MTA


Hello friends. I afford you my gracious treatment of New York public transportation. I will try to be civil, in that this is a family space.


MTA stands for Metropolitan Transit Authority, and it currently runs my life (more like running it into the ground).Today was an unusually wet day in the City of New York, but certainly not on the level of the hurricane doomsdayists are predicting ( google: New York, Hurricane, 60 years). Generally, rain= late. This equation is not full-proof, however, as I learned today. Catching the 7 train to 74st, the F to 21 st, and bus Q19a to work, I actually arrived 30mins early in spite of the downpour.
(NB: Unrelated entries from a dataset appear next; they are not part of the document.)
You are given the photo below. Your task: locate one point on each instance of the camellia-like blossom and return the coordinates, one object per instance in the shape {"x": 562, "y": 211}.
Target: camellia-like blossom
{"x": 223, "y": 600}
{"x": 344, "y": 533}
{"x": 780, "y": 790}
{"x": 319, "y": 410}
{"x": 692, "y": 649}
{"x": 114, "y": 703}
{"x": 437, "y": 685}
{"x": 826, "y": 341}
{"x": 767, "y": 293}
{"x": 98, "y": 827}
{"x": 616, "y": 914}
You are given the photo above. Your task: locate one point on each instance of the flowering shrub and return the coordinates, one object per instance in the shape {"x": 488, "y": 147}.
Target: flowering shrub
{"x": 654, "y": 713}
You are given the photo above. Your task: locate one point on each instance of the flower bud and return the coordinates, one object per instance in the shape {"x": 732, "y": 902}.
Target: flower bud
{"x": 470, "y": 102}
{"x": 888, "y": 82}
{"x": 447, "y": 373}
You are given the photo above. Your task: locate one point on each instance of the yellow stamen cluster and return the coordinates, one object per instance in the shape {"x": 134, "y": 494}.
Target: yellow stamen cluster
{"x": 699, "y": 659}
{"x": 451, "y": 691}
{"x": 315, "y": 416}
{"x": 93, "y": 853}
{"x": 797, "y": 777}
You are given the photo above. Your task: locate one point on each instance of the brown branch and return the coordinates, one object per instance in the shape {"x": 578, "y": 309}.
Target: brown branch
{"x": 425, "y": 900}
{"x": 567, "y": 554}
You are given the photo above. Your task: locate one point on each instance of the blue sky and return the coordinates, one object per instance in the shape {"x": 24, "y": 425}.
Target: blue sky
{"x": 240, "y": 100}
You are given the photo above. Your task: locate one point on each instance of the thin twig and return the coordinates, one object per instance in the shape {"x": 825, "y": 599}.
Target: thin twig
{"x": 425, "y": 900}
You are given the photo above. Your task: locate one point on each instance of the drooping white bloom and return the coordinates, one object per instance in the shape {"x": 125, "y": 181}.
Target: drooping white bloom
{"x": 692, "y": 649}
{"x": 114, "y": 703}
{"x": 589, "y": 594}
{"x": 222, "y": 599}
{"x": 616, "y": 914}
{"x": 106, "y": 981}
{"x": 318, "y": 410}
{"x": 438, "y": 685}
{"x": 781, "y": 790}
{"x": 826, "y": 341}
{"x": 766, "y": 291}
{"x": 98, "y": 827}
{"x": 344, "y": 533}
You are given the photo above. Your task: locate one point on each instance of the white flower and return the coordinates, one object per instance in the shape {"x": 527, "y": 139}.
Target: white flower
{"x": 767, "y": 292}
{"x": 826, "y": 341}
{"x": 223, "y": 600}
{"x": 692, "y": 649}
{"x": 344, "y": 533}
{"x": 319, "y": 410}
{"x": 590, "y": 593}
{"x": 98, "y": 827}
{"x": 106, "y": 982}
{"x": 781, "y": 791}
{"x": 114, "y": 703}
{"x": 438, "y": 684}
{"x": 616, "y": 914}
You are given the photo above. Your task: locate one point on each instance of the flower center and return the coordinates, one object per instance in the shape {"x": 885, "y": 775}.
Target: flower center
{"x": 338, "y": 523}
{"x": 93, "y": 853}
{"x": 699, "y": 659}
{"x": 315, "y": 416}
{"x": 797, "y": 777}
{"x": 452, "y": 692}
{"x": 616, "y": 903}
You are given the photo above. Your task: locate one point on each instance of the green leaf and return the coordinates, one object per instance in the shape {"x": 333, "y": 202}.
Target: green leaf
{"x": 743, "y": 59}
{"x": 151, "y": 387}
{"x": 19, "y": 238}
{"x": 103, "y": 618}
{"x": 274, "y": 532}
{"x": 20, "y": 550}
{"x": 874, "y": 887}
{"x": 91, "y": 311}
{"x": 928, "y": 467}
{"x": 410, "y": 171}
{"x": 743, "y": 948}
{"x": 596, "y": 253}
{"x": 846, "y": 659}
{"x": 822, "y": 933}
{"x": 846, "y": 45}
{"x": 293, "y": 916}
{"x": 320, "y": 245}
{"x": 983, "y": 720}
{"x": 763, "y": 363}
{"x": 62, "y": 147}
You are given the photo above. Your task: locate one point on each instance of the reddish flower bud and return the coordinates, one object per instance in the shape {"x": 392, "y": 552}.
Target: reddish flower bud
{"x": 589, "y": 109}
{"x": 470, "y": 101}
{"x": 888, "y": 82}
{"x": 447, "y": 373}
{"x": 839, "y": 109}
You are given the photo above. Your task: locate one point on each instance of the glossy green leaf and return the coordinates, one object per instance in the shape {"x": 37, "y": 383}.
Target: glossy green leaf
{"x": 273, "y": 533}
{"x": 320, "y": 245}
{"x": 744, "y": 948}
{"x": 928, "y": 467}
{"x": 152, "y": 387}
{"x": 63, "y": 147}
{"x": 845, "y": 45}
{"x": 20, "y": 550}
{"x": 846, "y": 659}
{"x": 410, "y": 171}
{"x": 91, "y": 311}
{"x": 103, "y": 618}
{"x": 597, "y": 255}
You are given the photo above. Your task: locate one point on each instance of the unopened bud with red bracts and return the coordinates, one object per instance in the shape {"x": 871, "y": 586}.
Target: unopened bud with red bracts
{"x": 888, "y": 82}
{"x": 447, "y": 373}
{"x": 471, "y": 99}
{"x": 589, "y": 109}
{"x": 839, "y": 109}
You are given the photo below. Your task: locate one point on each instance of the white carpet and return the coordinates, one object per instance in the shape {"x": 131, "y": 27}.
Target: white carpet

I must comment here that the first “M” in the acronym MTA could easily stand for mercurial. Some mornings, I leave my house at 7 and sneak in the door of my school at 8. Others (like today), I leave at 7 and I end up reading a chapter or two from book du jour in a spare classroom (which, gasp, is currently Sense & Sensibility). This is madness. There are no formulae, no reasons, or divine oracles that can ever tell you how long your commute will be. Saints, Sages, Fools, and Princes (well… no not them, they take cabs) all wait alike on rain soaked benches for buses long in coming. It is also axiomatic that the smell of urine is directly proportional to the length of time one waits. And so rule number one, as I alluded to before, is that one should always have something to read on public transport.


But, back to today…

I left the High School where I teach to catch the F train to St. John’s where I am a student. I walked 15 minutes to Queensbridge Station to catch the F train. Or so I thought:

Water was everywhere and none was for the drinking (10pts if you can name the reference). When one owns a car, an abundance of rain is a mere inconvenience- a mild hazard at worst. But when one is at the mercy of a machine that works in underground tunnels, lots of rain means lots of problems. Let me break it down, math teacher style:

Rain+Gravity+Low elevation= Puddle
assume: low elevation=subway tunnel

now let us substitute “low elevation” for its equivalent:

Rain+Gravity+Subway Tunnel= Puddle= mass chaos


Lest my proof confuse you, I will be very explicit. My trains did not run today. Let me repeat, My train was down without any indication as to when normal service would continue. I haven’t been that stranded since junior high. To make matters worse, I had a meeting in 1hr, no telephone numbers to call ahead, and no map (what a day to forget it). Needless to say, I was VERY late to my meeting; someone had to come and pick me up.

I say all this to say that dealing with MTA is a learned helplessness. Its humbling to think that a major component of my professional identity is completely out of my control.

Odd little Faustian bargain this: $75/month for a metrocard. I suppose this is how life goes up here.